I’m trying to translate the below 3layer CNN architecture from keras to pytorch. The usage of the model is to predict expression value(input_shape_val) from dna sequence(input_shape_hot). The sequence is one hot encoded. The architecture orignally meant to train the model consecutively CNN (3 layers)-FC (2 layers) with batch normalization and weight dropout were applied after all layers and max-pooling after CNN layers( ref-paper, ref-code).

from typing import List
class DNA_CNN_test2(nn.Module):
    def __init__(self,
                 seq_len: int,
                 num_filters: List[int] = [32, 64, 128],
                 kernel_size: int = 3,
                 p = 0.2):
        super().__init__()
        self.seq_len = seq_len
        # CNN module
        self.conv_net = nn.Sequential()
        num_filters = [4] + num_filters
        for idx in range(len(num_filters) - 1):
            self.conv_net.add_module(
                f"conv_{idx}",
                nn.Conv1d(num_filters[idx], num_filters[idx + 1],
                          kernel_size=kernel_size, padding='same')
            )
            self.conv_net.add_module(f"relu_{idx}", nn.ReLU(inplace=True))
            self.conv_net.add_module(f"batchNor_{idx}",nn.BatchNorm1d(num_filters[idx + 1]))
            self.conv_net.add_module(f"MaxP_{idx}",nn.MaxPool1d(kernel_size=2,stride= 4))
            self.conv_net.add_module(f"dropout_{idx}",nn.Dropout(0.2))
        self.conv_net.add_module("flatten", nn.Flatten())
        self.conv_net.add_module("linear",nn.Linear(num_filters[-1]*seq_len, 1))
        #self.conv_net.add_module("linear",nn.Linear(64, 1))
        #self.conv_net.add_module("relu", nn.ReLU(inplace=True))
        #self.conv_net.add_module("batch_normal",nn.BatchNorm1d(64))
        #self.conv_net.add_module("drop",nn.Dropout(0.2))
        #self.conv_net.add_module("linear",nn.Linear(num_filters[-1]*seq_len, 1))
        
        
        
    def forward(self, xb: torch.Tensor):
        """Forward pass."""
        xb = xb.permute(0, 2, 1) 
        out = self.conv_net(xb)
        return out

however I am facing challenge on using MaxPool1d after Conv1d. I have already tried many suggestions from answers to similar questions, but none of them worked. Any suggestions about what I should do?

Here is the error code :
mat1 and mat2 shapes cannot be multiplied (2048x2048 and 128000x1)

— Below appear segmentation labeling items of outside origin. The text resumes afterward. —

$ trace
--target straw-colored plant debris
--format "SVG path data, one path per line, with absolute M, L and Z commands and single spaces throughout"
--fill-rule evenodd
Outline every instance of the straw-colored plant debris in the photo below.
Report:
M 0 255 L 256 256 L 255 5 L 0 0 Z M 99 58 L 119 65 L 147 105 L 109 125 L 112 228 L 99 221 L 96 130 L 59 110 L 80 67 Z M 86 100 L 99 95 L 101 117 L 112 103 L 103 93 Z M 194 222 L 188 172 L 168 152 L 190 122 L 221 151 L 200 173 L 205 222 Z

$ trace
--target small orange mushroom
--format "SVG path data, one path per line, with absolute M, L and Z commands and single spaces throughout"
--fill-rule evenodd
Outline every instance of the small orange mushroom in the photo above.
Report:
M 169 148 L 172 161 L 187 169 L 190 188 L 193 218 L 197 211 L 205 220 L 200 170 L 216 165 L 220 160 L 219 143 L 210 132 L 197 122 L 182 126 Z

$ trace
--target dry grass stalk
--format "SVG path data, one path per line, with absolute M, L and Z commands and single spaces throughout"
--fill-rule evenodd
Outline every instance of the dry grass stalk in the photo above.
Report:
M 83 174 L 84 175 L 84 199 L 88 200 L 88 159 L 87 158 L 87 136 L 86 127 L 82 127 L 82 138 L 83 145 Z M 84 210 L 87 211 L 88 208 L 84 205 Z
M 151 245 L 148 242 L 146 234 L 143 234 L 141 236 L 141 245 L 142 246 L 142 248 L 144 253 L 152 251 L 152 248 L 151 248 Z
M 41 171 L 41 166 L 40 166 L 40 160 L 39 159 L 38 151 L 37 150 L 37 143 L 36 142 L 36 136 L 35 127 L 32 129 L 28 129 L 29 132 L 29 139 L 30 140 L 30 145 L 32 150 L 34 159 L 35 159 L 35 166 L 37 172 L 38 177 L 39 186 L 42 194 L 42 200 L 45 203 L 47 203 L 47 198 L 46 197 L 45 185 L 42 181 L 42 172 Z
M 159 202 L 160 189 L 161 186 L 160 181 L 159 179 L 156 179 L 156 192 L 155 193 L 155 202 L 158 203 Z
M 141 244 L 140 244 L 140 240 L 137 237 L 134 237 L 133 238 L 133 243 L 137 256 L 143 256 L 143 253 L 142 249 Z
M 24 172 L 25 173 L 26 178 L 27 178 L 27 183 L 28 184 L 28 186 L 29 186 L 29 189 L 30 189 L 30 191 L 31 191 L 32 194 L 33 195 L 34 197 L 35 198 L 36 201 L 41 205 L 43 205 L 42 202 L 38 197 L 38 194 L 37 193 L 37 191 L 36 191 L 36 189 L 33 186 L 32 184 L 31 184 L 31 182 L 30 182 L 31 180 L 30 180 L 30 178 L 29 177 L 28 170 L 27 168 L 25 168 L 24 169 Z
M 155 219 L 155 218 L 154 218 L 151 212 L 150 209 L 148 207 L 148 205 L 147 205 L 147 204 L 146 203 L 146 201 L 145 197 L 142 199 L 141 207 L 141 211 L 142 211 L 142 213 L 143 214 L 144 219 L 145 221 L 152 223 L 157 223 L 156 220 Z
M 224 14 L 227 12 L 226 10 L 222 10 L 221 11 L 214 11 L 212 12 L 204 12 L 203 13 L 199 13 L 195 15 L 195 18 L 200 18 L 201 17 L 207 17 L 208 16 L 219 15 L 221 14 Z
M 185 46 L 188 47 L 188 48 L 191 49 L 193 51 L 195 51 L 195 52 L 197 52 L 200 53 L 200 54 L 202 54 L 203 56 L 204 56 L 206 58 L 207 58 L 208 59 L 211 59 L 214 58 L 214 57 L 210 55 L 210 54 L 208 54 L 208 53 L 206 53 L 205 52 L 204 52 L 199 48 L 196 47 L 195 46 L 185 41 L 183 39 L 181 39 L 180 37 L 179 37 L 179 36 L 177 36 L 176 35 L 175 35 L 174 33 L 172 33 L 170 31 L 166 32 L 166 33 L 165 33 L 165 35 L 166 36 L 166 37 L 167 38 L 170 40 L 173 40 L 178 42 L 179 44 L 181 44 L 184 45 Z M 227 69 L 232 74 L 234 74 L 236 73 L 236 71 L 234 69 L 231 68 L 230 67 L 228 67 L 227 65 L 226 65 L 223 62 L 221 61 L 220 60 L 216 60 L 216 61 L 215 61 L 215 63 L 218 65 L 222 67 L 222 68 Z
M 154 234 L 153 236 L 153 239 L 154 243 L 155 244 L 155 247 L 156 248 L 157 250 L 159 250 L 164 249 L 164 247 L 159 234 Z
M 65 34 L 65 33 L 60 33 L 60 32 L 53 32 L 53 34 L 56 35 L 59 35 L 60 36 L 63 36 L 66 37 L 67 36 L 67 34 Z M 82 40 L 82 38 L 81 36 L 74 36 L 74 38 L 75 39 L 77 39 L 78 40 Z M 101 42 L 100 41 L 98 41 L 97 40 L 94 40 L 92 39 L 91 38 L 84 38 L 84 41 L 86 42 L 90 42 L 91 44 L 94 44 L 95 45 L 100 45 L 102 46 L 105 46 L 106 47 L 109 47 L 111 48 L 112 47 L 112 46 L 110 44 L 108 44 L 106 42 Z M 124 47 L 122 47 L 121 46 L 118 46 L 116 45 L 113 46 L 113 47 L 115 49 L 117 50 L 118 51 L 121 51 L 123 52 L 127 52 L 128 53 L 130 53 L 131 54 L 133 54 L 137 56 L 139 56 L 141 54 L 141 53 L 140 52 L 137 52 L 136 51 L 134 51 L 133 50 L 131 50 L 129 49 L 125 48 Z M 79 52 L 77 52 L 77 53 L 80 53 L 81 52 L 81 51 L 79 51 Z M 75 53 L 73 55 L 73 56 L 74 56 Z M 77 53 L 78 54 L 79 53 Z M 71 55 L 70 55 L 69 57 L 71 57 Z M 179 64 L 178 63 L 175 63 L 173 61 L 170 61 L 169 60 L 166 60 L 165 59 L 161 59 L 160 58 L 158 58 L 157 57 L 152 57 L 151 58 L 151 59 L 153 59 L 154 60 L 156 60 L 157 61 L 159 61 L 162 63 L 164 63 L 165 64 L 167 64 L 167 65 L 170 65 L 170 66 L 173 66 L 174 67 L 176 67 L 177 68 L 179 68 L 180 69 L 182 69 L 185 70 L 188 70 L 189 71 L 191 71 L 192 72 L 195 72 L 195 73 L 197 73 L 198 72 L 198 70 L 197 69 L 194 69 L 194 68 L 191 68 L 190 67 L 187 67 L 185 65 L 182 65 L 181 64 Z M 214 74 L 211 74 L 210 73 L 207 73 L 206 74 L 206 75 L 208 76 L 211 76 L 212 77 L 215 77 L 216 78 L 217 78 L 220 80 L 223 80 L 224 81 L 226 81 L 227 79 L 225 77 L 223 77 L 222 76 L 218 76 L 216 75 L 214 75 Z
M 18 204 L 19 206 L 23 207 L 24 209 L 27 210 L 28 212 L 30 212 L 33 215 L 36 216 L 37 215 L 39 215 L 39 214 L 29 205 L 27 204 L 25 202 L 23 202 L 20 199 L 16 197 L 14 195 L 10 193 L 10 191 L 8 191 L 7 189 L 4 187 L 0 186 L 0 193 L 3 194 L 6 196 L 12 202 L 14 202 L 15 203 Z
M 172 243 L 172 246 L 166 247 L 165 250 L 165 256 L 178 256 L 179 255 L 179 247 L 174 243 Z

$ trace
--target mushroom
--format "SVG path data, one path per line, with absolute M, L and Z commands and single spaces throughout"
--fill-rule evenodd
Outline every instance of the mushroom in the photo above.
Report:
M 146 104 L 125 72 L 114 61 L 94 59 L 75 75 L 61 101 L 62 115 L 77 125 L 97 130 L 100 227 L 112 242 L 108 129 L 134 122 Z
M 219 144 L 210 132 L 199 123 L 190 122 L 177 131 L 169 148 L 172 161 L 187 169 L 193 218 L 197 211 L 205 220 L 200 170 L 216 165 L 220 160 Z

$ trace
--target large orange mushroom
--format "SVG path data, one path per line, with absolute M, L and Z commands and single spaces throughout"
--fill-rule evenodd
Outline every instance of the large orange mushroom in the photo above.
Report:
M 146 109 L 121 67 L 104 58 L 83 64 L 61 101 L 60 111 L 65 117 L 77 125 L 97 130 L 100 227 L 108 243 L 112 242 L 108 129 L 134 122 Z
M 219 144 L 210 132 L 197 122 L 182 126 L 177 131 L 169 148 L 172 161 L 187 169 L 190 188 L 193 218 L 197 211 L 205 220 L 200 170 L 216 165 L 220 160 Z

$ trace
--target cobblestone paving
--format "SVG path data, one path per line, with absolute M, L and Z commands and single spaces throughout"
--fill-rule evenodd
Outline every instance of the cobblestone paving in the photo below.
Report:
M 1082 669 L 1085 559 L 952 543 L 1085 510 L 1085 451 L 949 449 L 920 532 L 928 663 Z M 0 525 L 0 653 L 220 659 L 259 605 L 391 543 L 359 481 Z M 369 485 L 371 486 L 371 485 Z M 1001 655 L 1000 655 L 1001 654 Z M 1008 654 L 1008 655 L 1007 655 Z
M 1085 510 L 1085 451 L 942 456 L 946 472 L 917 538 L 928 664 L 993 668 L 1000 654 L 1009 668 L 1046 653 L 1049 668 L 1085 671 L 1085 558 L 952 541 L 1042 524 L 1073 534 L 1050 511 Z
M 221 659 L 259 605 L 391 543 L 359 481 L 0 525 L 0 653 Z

ptrblck · July 21, 2023, 5:08am

The shape mismatch error seems to be raised in your linear layer and based on the error message the in_features value does not match the number of features of its input activation.
Assuming you are using 2048 samples each with a feature dimension of 2048, using in_features=2048 in the linear layer should work (and you should compare it to the Keras implementation to make sure the actual model architecture is the same).